Asia stymies Columvi's expansion
Starglo isn't applicable to a US population, an adcom rules.
Starglo isn't applicable to a US population, an adcom rules.

The potentially confirmatory Starglo trial of Roche's Columvi looked like a relatively innocuous item in this week's US advisory committee meeting, but it has proved highly controversial. On Tuesday the adcom voted against the Starglo results, leaving Columvi's accelerated approval for third-line B-cell lymphoma hanging in the balance.
The reason is that nearly half of Starglo's patient population was Asian, versus just 9% from North America. This has been problematic before, in studies of China-developed anti-PD-(L)1 drugs, but here there was an added issue: survival data differed wildly between the two regions, showing that the Asian population drove an overall positive result, while Americans did especially badly.
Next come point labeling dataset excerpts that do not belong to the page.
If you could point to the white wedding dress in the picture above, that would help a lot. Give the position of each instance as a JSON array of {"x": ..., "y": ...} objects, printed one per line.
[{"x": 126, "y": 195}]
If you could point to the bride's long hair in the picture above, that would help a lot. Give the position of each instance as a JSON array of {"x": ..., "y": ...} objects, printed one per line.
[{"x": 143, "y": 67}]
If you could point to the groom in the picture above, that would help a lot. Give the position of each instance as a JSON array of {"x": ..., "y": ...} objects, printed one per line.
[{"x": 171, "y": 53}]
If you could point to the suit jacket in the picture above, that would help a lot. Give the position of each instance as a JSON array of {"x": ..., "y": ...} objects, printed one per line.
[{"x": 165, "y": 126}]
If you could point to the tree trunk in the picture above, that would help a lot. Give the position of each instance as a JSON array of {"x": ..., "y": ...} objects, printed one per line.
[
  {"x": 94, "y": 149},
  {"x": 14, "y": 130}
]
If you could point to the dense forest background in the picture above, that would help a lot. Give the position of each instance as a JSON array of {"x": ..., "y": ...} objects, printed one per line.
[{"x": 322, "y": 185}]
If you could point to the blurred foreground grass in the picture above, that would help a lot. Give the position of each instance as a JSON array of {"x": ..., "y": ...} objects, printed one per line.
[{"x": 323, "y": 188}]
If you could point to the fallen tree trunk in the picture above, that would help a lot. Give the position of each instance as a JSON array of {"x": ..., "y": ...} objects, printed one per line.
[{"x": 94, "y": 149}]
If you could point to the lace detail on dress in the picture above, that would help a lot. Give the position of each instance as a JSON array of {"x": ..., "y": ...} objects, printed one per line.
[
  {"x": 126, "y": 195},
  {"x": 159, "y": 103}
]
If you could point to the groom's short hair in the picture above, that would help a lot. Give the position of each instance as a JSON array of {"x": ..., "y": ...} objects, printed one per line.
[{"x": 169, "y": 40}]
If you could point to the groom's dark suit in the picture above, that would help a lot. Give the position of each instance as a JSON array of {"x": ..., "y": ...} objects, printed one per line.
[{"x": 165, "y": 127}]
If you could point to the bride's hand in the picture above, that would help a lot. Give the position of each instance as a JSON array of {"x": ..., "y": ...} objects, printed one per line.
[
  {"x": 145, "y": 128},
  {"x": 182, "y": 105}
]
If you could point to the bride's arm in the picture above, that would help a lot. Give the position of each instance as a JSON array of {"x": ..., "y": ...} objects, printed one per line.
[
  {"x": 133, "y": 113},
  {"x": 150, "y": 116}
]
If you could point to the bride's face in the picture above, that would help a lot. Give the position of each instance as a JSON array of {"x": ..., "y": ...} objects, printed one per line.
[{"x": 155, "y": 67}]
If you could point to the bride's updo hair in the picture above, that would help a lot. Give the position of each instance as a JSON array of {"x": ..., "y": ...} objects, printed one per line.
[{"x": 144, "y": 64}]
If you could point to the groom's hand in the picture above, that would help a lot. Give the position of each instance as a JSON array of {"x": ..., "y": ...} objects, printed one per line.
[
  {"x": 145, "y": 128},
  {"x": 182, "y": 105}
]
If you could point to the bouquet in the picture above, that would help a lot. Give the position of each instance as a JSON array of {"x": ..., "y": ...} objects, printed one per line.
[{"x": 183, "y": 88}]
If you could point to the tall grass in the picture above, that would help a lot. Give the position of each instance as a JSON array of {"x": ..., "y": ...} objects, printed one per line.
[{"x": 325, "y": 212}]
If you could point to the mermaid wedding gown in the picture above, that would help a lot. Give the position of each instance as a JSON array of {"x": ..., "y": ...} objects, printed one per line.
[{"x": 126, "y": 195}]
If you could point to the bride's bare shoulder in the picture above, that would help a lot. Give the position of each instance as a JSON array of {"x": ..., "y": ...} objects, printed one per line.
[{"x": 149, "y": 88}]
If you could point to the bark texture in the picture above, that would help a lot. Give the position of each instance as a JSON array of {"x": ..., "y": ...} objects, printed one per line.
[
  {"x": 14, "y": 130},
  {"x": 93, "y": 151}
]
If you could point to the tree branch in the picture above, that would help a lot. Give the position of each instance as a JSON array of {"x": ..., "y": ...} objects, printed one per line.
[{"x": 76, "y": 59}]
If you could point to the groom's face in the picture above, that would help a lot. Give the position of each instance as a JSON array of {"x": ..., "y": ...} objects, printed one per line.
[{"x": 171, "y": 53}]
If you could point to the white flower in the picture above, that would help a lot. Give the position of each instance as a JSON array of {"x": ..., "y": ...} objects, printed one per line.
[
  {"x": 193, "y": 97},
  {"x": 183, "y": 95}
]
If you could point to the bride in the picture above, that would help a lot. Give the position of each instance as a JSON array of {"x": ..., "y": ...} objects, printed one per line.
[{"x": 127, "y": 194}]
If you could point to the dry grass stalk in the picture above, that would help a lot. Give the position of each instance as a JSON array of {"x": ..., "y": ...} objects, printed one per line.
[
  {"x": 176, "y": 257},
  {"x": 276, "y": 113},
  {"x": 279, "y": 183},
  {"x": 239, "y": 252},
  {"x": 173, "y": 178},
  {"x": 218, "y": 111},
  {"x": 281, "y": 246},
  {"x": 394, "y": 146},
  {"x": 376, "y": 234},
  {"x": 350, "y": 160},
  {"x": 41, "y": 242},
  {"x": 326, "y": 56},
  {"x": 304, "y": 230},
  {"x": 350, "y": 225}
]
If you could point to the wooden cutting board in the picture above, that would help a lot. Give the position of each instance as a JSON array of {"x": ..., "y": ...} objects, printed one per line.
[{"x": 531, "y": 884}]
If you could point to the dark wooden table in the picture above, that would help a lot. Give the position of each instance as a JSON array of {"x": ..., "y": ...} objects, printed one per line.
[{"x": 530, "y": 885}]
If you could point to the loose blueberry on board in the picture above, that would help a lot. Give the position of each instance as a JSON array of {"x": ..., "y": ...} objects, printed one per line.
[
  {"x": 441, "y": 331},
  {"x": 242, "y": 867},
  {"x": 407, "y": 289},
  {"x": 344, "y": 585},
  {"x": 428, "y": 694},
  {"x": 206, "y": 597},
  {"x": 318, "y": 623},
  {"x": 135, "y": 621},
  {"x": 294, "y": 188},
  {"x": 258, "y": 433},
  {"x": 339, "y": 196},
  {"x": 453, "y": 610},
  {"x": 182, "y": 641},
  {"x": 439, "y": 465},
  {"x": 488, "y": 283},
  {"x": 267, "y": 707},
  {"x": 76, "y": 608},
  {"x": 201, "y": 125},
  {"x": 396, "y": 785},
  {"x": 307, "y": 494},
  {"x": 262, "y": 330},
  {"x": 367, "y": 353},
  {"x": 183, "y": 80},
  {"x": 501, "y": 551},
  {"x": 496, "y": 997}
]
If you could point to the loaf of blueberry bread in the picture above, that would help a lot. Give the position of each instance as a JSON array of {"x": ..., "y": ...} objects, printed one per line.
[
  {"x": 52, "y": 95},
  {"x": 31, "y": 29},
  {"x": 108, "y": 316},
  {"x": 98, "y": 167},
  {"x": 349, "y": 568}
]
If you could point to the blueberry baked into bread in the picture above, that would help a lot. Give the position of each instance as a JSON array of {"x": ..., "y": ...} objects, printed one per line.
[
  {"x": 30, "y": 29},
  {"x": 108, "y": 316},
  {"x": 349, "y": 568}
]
That said, the possibility of Columvi's accelerated nod being rescinded as a result seems low, especially given that at least one ongoing phase 3 study, the first-line Skyglo trial, might be capable of confirming the approval.
Hero to zero?
Before the adcom was convened Starglo, concerning Columvi plus chemo in second-line diffuse large B-cell lymphoma, looked surprisingly positive: data at last year's EHA conference showed a 38% reduction in risk of death on its OS primary endpoint.
However, Roche omitted to say whether it thought the result had clinical relevance, and doubts intensified with the revelation of the adcom's key voting question: are the Starglo population and trial results applicable to the proposed US patient population?
Subgroup analyses provided by the FDA painted a damning picture, not only in the fact that just 25 of Starglo's 274 patients were from North America, but also because these subjects did numerically worse on Columvi plus chemo than on Rituxan plus chemo in terms of OS and PFS.
The larger subgroup of all 113 non-Asia patients yielded a 1.06 hazard ratio for OS. However, among just European participants median OS was 21.2 months for Columvi plus chemo versus 13.8 months for Rituxan plus chemo – still statistically non-significant, but enough for the drug to secure EU approval last month.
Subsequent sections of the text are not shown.